When this equation is of the third degree, the lines which result are of the third order, &c. And as lines of the second order, are the simplest curves, they are also called curves of the first order ; so that lines of the third order are curves of the second, and so forth. Of the first species or order there is only the right line. There are four lines of the second order ; 72 of the third, (as may be seen in Newton's Enumeratio Linearum tertii Ordinis, and in the works of more recent Geometers, as Maclaurin, Emerson, Euler, Cramer, &c.; and there are a still greater number of the fourth order.

13. But in this division of lines into different orders, it must be observed, that we comprehend geometrical curves only. This term is applied to those curves which have for their abscissæ and ordinates right lines, whose relation can be determined geometrically. Thus a curve having for its abscissæ circular arcs, or right lines equal to sines, would not be a geometrical curve. Such a curve would be one of those called mechanical or transcendental. The former sort are also called algebraical curves.

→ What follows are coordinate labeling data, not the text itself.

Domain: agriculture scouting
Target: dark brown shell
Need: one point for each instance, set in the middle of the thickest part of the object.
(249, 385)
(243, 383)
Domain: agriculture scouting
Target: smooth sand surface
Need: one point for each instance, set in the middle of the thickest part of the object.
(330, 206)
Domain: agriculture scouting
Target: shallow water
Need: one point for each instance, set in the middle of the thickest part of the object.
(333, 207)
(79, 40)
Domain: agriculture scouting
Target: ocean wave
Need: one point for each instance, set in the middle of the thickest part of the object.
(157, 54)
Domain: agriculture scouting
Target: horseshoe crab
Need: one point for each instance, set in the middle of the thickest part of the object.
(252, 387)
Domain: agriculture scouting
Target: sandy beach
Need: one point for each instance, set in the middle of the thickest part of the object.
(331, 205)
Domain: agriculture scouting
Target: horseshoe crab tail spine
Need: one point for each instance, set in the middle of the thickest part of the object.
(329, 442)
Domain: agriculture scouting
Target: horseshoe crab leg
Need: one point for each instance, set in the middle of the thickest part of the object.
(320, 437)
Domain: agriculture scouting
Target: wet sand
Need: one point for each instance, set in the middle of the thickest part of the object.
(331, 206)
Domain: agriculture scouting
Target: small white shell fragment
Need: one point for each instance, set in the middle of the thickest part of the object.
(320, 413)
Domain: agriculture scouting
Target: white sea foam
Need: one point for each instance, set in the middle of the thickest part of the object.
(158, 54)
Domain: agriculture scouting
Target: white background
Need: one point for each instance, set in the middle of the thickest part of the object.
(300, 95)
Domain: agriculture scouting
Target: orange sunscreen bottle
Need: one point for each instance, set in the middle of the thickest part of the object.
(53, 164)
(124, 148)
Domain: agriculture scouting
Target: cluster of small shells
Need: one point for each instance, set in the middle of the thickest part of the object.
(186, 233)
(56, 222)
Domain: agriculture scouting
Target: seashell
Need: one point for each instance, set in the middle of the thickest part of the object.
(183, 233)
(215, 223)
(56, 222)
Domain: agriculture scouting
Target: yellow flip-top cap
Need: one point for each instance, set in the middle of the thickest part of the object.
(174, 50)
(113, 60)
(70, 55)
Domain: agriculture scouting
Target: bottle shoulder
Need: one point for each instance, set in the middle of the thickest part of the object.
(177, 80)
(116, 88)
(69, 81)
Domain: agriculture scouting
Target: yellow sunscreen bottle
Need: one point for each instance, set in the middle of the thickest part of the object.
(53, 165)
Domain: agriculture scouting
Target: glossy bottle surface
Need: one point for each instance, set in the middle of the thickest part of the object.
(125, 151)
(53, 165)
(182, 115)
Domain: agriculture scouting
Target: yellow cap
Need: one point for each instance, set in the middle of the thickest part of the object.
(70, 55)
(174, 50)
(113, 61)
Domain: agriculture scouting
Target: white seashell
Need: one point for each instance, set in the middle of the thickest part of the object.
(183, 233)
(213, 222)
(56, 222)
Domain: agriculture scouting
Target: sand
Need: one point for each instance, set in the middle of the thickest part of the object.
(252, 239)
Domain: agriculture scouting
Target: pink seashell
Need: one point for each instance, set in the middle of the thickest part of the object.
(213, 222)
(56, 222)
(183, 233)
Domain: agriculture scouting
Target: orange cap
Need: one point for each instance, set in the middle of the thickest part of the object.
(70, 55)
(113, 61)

In the examination of a curve, the principal object of the analysis is

Ist. To find the equation when the curve is given ; or to trace the curve, when the equation is given.

2ly. To determine its tangent.
3ly. To ascertain its curvature in any given point.
4ly. To find its greatest or least ordinates.

5ly. To obtain its exact quadrature, if susceptible of it; or at least its approximate quadrature.

6ly. To find its rectification ; that is to determine the length of a right line equal to any one of its arcs.

Algebra is undoubtedly competent to all these investigations; but fluxions, or as it is also termed the differential and integral calculus, is much more expeditious.